An investment firm is said to be trading in MTCH capacity when it conducts matched principal trading. Matched Principal Trading is defined in Level 13 as “transaction where the facilitator interposes itself between the buyer and the seller to the transaction in such a way that it is never exposed to market risk throughout the execution of the transaction, with both sides executed simultaneously”.
Therefore, firms executing in MTCH capacity should not appear as the buyer or seller in the transaction reports to reflect that such trades have not resulted in any risk positions.
For purposes of transaction reporting, the client on whose behalf the transaction was undertaken should be reported in the buyer/seller field and the venue or counterparty (e.g. CCP of the exchange) should be indicated as the corresponding seller/buyer in the transaction.
Transaction reports will need to be submitted on a market fill basis.
MTCH-X - Matched Pricipal Exchange Trading
A marketplace where assets (securities, commodities, etc) are traded.
The core function of MPXT is to ensure fair and orderly trading and the efficient dissemination of price information for any assets trading on that marketplace.
Assests exchange which operates in a decentralized way, i.e., without a central authority. Decentralized exchanges (DEX) allow peer-to-peer trading of the assets.
MTCH-C - Matched Pricipal CFD Trading
A marketplace where CFDs are matched principal traded.
Deals on own account
An investment firm is said to be trading in DEAL capacity when it ‘deals on own account’. Dealing on own account is defined in Level 11 text as ‘trading against proprietary capital resulting in the conclusion of transactions in one or more financial instruments’.

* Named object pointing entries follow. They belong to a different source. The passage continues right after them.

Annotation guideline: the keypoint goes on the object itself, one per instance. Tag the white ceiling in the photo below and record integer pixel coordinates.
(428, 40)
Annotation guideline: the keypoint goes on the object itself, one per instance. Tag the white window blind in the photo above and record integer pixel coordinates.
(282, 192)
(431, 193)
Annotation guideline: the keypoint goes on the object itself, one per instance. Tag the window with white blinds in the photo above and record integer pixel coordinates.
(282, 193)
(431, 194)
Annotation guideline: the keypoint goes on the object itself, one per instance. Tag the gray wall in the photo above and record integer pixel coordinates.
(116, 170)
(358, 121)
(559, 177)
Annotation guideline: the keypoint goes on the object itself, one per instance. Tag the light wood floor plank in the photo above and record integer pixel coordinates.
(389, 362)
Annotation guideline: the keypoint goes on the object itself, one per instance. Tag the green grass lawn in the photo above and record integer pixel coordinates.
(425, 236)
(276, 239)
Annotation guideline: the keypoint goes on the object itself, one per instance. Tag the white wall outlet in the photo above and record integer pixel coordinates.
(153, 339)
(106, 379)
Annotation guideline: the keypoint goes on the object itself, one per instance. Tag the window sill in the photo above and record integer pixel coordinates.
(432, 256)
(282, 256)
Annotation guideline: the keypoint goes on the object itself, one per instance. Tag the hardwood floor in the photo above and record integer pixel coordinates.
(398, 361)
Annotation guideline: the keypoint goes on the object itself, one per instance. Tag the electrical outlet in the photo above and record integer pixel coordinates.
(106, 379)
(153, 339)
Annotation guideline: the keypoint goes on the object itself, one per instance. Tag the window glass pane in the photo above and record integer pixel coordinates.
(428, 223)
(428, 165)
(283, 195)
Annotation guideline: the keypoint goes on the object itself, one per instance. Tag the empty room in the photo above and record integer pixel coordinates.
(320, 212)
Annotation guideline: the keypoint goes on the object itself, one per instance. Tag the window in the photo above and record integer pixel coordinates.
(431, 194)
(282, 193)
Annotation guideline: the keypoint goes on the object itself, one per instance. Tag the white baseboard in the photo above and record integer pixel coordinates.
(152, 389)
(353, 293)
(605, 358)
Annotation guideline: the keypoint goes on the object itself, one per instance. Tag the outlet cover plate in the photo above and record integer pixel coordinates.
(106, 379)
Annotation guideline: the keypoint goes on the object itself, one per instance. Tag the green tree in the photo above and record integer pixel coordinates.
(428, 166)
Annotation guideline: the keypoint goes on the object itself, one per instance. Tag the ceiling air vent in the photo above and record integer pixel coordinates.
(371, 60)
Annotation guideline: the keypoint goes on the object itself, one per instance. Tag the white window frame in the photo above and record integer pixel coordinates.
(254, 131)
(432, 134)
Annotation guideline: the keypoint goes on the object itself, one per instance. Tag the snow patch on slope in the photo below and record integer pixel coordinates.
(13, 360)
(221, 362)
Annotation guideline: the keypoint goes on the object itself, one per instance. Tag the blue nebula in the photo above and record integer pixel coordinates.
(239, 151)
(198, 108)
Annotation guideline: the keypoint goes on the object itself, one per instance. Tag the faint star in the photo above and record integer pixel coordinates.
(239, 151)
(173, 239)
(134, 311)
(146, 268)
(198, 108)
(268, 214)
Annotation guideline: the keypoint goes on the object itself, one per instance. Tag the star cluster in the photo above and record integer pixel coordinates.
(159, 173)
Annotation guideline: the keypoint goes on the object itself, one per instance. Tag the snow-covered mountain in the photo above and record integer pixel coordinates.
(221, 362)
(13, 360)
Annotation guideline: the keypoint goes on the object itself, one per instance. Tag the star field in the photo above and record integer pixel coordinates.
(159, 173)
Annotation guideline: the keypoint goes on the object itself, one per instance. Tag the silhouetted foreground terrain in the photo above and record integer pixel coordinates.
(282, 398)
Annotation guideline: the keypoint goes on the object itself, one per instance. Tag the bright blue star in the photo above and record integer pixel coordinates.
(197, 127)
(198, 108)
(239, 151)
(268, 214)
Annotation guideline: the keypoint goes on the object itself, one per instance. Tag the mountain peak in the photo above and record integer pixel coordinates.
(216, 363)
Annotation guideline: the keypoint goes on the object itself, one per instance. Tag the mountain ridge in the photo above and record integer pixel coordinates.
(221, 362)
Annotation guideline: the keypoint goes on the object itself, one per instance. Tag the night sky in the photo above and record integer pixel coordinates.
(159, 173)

When a firm trades in DEAL capacity, it should be reported as either a buyer or seller in the corresponding transaction report.
An investment firm may trade in DEAL capacity when executing either its own proprietary trades or acting on own account with a view to filling client orders. Where the firm executes client orders, both the market side transaction report and the client side transaction report should reflect its trading capacity as DEAL. Time and price values on both sides can be different.
Riskless Principal – DEAL applies when an investment firm is acting to fill a client order.
Principal – DEAL applies when an investment firm undertakes a risk facing trade. When firms act as Systematic Internalisers (SI), they will trade in a Principal - DEAL capacity.
ESMA Guidance confirms that Direct Electronic Access (DEA) providers cannot report trades executed via DEA in DEAL capacity – they may only report MTCH or AOTC.
Any other trading capacity
All other activity which is not characterised as DEAL or MTCH is required to be reported as “any other trading capacity” – AOTC. This includes trading taking place on an agency basis.
Transaction reporting of agency trades is similar to trading in MTCH capacity where the client is reported as the buyer/seller and venue or counterparty (e.g. the CCP of the exchange) is reported as the corresponding seller/buyer. The differentiating factor is the capacity of the executing firm – MTCH (matched principal) vs AOTC (agency).